Surgical Services Business Manager Salary
Surgical Services Business Manager Salary – The COVID-19 pandemic continues to wreak havoc on the lives of OR managers, according to the 2020 annual OR Manager Salary/Career survey. Many new developments related to the pandemic have occurred and continue to evolve since the spring and early summer, when the survey was implemented. However, the concerns stated by many respondents are still valid and are likely to be similar to those of many of their peers across the country.
When asked how the pandemic has affected facilities and staff, respondents put staffing issues (e.g., furloughs, redeployment) and decreased surgical volume at the top of the list (sidebar, “effects of COVID-19”). In addition, 30% of managers reported a lower surgical volume in the last 12 months, versus 18% in 2019. This figure of 30% is not far from the 36% who reported a lower volume in 2010, which reflects the effects of the 2008 recession.
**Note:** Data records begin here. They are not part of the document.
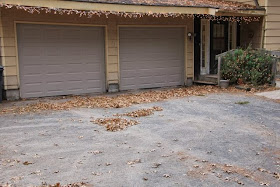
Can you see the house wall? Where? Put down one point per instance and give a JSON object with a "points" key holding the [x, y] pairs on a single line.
{"points": [[272, 25], [9, 46], [251, 34], [251, 2]]}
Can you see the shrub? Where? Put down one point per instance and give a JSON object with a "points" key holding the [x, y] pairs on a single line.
{"points": [[250, 66]]}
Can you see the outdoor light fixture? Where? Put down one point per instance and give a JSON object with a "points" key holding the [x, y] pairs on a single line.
{"points": [[190, 35]]}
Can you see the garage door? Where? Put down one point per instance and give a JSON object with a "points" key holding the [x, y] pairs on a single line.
{"points": [[151, 57], [60, 60]]}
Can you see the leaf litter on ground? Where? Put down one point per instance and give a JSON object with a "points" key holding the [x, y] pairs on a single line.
{"points": [[114, 124], [141, 112], [119, 101]]}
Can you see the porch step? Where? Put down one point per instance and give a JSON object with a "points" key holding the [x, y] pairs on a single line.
{"points": [[209, 78], [205, 82]]}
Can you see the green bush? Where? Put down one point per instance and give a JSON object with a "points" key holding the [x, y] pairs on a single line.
{"points": [[250, 66]]}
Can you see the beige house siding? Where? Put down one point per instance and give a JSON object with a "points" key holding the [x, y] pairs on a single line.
{"points": [[251, 34], [9, 50], [272, 25]]}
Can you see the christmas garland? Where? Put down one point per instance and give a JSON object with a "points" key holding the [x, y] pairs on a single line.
{"points": [[91, 13]]}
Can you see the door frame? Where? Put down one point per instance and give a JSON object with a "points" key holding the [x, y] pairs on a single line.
{"points": [[212, 56], [206, 69]]}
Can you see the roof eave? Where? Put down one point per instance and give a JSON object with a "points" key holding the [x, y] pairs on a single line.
{"points": [[62, 4], [256, 12]]}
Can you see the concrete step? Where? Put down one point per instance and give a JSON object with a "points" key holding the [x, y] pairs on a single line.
{"points": [[205, 82], [208, 78]]}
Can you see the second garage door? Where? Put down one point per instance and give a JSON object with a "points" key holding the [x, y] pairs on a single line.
{"points": [[60, 60], [151, 57]]}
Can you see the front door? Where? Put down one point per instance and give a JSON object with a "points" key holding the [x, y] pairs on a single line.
{"points": [[219, 43]]}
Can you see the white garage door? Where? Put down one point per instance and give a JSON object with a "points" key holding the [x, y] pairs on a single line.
{"points": [[60, 60], [151, 57]]}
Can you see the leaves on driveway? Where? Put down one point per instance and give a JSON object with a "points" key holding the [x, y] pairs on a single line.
{"points": [[115, 124], [141, 112], [119, 101]]}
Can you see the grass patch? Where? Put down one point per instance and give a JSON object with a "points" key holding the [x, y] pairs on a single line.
{"points": [[242, 102]]}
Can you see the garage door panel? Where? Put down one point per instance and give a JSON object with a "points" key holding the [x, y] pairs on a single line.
{"points": [[156, 53], [60, 60]]}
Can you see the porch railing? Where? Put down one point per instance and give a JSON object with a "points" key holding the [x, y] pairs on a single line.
{"points": [[274, 54]]}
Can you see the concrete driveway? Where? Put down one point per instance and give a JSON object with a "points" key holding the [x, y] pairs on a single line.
{"points": [[214, 140]]}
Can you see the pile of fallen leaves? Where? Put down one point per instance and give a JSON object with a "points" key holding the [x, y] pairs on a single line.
{"points": [[115, 124], [141, 112], [119, 101]]}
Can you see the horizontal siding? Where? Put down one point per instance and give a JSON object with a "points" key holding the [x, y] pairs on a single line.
{"points": [[272, 25]]}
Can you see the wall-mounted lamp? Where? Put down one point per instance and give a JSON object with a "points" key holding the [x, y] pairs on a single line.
{"points": [[190, 35]]}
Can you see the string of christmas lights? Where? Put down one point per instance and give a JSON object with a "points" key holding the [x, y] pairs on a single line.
{"points": [[91, 13]]}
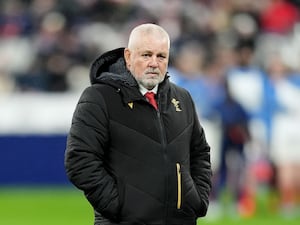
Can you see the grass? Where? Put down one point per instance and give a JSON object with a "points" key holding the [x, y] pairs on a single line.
{"points": [[64, 206]]}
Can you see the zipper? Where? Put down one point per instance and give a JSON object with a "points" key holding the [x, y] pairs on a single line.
{"points": [[178, 185], [165, 155]]}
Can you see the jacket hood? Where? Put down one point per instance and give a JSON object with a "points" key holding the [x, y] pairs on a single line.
{"points": [[110, 68]]}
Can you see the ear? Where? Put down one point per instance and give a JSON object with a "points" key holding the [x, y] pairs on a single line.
{"points": [[127, 57]]}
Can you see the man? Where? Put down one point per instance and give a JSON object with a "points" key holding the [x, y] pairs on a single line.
{"points": [[139, 163]]}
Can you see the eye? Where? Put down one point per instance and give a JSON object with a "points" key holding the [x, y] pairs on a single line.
{"points": [[161, 57], [146, 55]]}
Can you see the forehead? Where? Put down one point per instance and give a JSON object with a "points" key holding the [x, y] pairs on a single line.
{"points": [[152, 44]]}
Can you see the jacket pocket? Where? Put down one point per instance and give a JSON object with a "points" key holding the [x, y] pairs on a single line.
{"points": [[179, 194], [188, 199]]}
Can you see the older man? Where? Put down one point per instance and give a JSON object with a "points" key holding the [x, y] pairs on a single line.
{"points": [[135, 146]]}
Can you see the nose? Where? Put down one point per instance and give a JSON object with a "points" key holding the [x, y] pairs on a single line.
{"points": [[153, 61]]}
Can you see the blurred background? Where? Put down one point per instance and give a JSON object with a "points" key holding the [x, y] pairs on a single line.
{"points": [[240, 60]]}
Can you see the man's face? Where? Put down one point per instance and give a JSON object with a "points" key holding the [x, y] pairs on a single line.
{"points": [[148, 61]]}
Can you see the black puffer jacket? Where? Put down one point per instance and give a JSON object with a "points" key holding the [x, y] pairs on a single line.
{"points": [[137, 165]]}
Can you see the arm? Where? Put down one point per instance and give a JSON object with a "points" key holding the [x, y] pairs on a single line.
{"points": [[200, 165], [84, 157]]}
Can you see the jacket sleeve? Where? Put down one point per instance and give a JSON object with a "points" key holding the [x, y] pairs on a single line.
{"points": [[84, 156], [200, 165]]}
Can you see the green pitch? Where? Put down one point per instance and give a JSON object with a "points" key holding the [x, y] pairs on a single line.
{"points": [[67, 206]]}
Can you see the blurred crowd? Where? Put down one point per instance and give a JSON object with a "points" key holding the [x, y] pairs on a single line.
{"points": [[240, 59]]}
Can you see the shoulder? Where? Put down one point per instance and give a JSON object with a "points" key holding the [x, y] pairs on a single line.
{"points": [[179, 90]]}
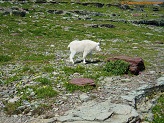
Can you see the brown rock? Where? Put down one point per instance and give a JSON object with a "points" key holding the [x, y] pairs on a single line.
{"points": [[82, 81], [136, 64]]}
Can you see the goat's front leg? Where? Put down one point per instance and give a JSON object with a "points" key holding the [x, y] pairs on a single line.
{"points": [[85, 53], [72, 56]]}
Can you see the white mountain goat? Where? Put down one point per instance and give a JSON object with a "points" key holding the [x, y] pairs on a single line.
{"points": [[85, 46]]}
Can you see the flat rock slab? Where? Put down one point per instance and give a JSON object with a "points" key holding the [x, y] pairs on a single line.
{"points": [[104, 111], [82, 81], [136, 64]]}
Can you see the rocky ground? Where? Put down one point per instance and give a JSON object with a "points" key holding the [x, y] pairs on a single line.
{"points": [[117, 99]]}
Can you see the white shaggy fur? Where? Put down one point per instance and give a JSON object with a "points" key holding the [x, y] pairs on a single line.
{"points": [[85, 46]]}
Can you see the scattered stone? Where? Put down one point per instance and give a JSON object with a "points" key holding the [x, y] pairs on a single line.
{"points": [[82, 81]]}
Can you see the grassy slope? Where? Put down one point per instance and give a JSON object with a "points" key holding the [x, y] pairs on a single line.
{"points": [[29, 40]]}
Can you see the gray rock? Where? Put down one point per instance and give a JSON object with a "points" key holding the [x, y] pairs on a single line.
{"points": [[104, 111], [84, 97]]}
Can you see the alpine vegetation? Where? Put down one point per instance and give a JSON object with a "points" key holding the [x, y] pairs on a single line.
{"points": [[85, 46]]}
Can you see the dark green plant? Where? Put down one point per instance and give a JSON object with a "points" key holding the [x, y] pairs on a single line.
{"points": [[44, 81], [45, 92], [48, 69], [117, 67], [12, 79], [5, 58], [41, 109], [158, 110], [27, 69], [11, 108]]}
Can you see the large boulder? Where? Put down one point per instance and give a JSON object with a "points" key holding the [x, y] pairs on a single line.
{"points": [[82, 81], [136, 64]]}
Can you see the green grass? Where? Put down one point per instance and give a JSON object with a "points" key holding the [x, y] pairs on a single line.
{"points": [[44, 81], [158, 110], [46, 92], [5, 58]]}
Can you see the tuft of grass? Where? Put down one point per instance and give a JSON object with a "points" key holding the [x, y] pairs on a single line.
{"points": [[158, 110], [70, 70], [11, 108], [118, 67], [27, 69], [5, 58], [46, 92], [12, 79], [41, 109], [44, 81]]}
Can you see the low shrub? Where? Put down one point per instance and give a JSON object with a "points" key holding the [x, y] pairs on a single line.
{"points": [[45, 92], [118, 67]]}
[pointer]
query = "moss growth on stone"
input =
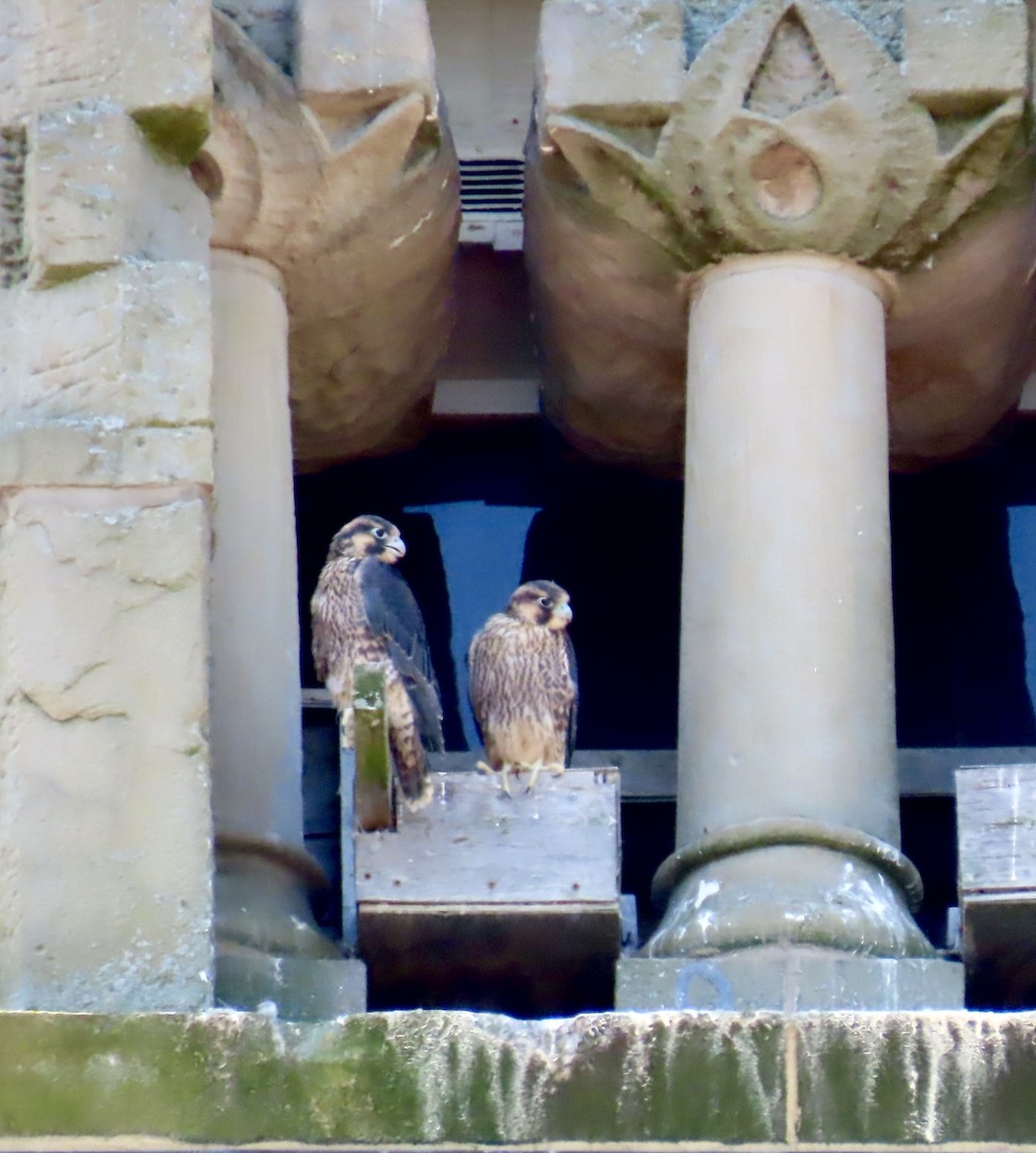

Surgical Services Business Manager Salary
Despite the decrease in surgical volume and upheavals in staff caused by the pandemic, the survey also reveals some positive trends. Compensation has improved: 78% of executives earn salaries of $100,000 or more annually, up from 65% in 2019, and 46% report total compensation of at least $150,000 or more, compared to 36% l last year And even if stress levels are high, OR managers remain a satisfied group, with 77% seeing their work favorably (vs. 70% in 2019).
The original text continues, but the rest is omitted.